第260話 同じベッドで眠るんだろな

 グオングオンとドラムが回転する音がサロンに響いている。それほど大きな音ではないが、周囲が静まり返っていればさすがに気にはなる。


「すぐには終わらないみたいだね」

「三十分ほどかかります。これでもずいぶんと短くなったんですよ?」

「そうですわ。最初は終わるまでに二時間ほどかかっていましたもの。でもユリウスお兄様のすごい思いつきで三十分になったのですわ!」


 うむ、相変わらずロザリアの「ユリウスお兄様推し」が強いな。確かに一番時間がかかる乾燥の部分を大幅に短縮した方法は俺の発案ではあったが。

 大したことではない。単純に熱風だけで乾かそうとしていたところに、除湿の魔道具を組み合わせただけである。……ついでに除湿の魔道具を開発したことがバレないといいな。

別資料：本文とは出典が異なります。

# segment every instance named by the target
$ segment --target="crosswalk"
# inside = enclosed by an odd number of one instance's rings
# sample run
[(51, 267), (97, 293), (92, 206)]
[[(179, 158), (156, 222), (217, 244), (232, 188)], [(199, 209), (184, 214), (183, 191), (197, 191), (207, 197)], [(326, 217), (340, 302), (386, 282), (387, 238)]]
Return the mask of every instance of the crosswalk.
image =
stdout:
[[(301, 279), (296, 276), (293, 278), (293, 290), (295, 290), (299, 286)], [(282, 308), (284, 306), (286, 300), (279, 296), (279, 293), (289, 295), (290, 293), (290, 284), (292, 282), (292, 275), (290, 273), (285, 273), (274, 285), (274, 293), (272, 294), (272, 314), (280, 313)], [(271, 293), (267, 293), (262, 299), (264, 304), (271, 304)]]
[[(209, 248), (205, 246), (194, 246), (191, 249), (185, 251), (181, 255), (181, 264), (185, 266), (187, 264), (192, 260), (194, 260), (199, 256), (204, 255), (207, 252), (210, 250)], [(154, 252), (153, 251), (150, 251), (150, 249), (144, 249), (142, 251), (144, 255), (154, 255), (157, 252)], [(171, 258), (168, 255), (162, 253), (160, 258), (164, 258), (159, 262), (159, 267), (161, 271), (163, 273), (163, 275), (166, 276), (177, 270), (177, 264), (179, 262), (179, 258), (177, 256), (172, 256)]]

「たったの三十分で洗濯が終わるのですか? しかも乾くところまで!?」

「そうです。たったの三十分ですべてが片付くのです。しかも洗濯機に放り込んでボタンを押すだけで!」

「な、何ですってー!」


 調子に乗った俺がそう言うと、ミーカお義姉様が驚きの声を上げて、口を大きく開けていた。それ、淑女がやったらダメなやつ。せめて口元を扇子で隠しなさい。

 俺がどうしようかと思っているとダニエラお義姉様が「めっ」って叱ってくれた。さす姉。アレックスお兄様も思わず苦笑いだ。

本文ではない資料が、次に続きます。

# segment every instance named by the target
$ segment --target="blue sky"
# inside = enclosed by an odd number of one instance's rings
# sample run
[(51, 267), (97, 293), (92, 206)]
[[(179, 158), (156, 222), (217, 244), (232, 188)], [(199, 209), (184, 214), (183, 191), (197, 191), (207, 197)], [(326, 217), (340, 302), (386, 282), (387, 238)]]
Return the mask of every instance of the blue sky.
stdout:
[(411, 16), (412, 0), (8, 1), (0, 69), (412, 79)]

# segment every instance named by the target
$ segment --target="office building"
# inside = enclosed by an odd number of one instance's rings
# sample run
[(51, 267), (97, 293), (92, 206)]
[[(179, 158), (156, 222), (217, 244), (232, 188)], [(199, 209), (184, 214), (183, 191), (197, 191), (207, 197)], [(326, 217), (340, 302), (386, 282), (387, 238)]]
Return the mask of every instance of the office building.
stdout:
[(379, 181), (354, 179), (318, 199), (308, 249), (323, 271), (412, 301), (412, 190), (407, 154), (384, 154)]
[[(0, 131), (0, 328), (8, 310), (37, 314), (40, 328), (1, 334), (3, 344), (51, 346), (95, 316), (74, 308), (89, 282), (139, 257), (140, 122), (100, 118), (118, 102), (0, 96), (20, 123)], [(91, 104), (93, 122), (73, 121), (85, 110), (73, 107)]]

 そんな話をしている間にキレイになったハンカチーフが洗濯機から出て来た。しかもすっかりと乾いた状態である。カインお兄様とミーカお義姉様、そして使用人たちが歓喜に沸いたのは言うまでもなかった。


「この洗濯機の中に入る量の洗濯物が一度に洗えるんだよね? それも三十分で」

「そうですわ。すごいでしょう? カインお兄様」

「すごい、すごすぎるよロザリア! ロザリアは天才魔道具師だ!」


 カインお兄様が大喜びしてロザリアを高い高いしている。どうやらよほど学園で困っていたようである。恐らく学園では熱心に剣術の訓練に励んでいたのであろうカインお兄様は、汚れ物を大量に排出しているはずである。そしてそのお友達も。室内訓練場は剣道場のような香ばしい香りになっていたことだろう。……これ以上考えるのはやめよう。


「この魔道具は君たちの役にも立ちそうかな?」


 アレックスお兄様が振り向いて、壁際に控えていた使用人たちに話しかけた。顔を上げた使用人たちの顔はうれしそうにうなずいている。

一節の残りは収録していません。